The same increasing privacy restrictions have fundamentally changed the state of measurement.. Marketers are struggling to eke out more insights from ever-decreasing sources of data. At Branch we’ve been busy developing new, sophisticated products to help increase measurement signal in a privacy-centric manner.
Early testing on this new technology shows very positive results – over 18% increase in attributed installs on IOS – but while it will help you win back some of the loss in measurement, the tech won’t tell you the entire story. Because you can never track individual users, a multi-touch advertising model can’t be done. So while the most sophisticated tools will reenable you to choose between last-touch and first-touch install attribution, you’re still left wondering the incremental impact of your advertising dollars.

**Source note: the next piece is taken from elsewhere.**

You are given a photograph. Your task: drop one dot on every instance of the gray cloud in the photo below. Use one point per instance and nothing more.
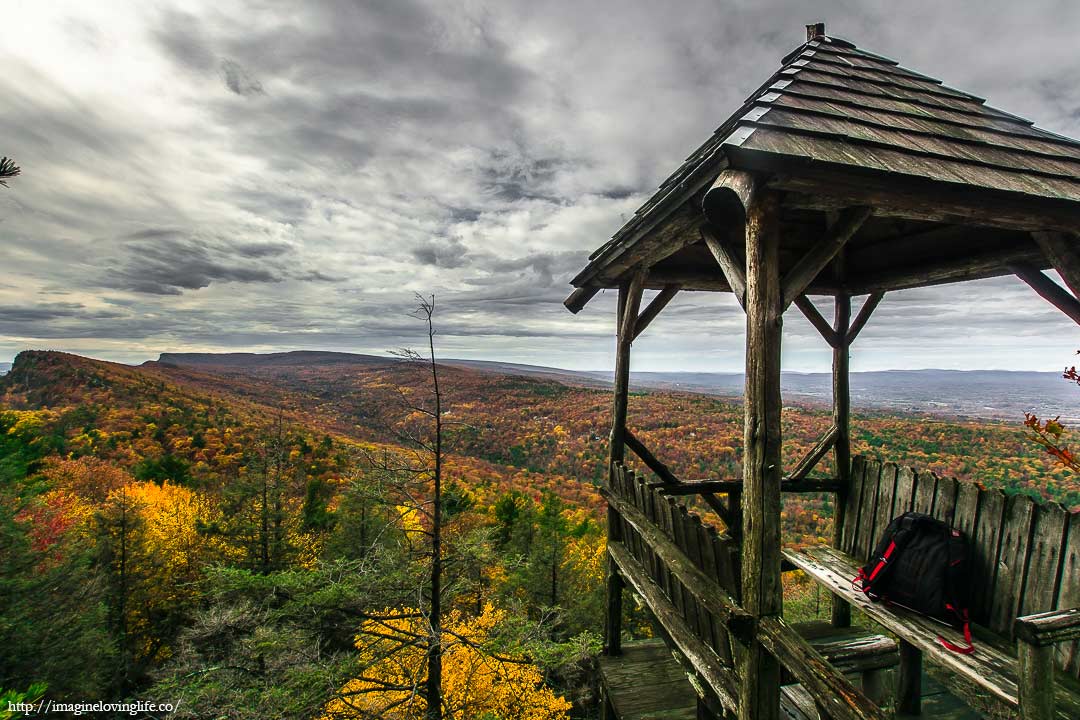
(272, 175)
(238, 80)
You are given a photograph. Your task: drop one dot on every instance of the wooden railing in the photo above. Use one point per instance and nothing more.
(688, 573)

This is one of the primary reasons Meta has introduced a new incrementality-focused optimization model. General consensus is a consumer needs over eight touches to consider a product and in today's world where users are engaging with brands via CTV, web, mobile, and social channels, measuring the true impact of marketing is getting harder, not easier. Technology may be closing the gap on privacy-centric ad performance and reporting, but measuring cross-channel touchpoint and incremental impact is the next big frontier.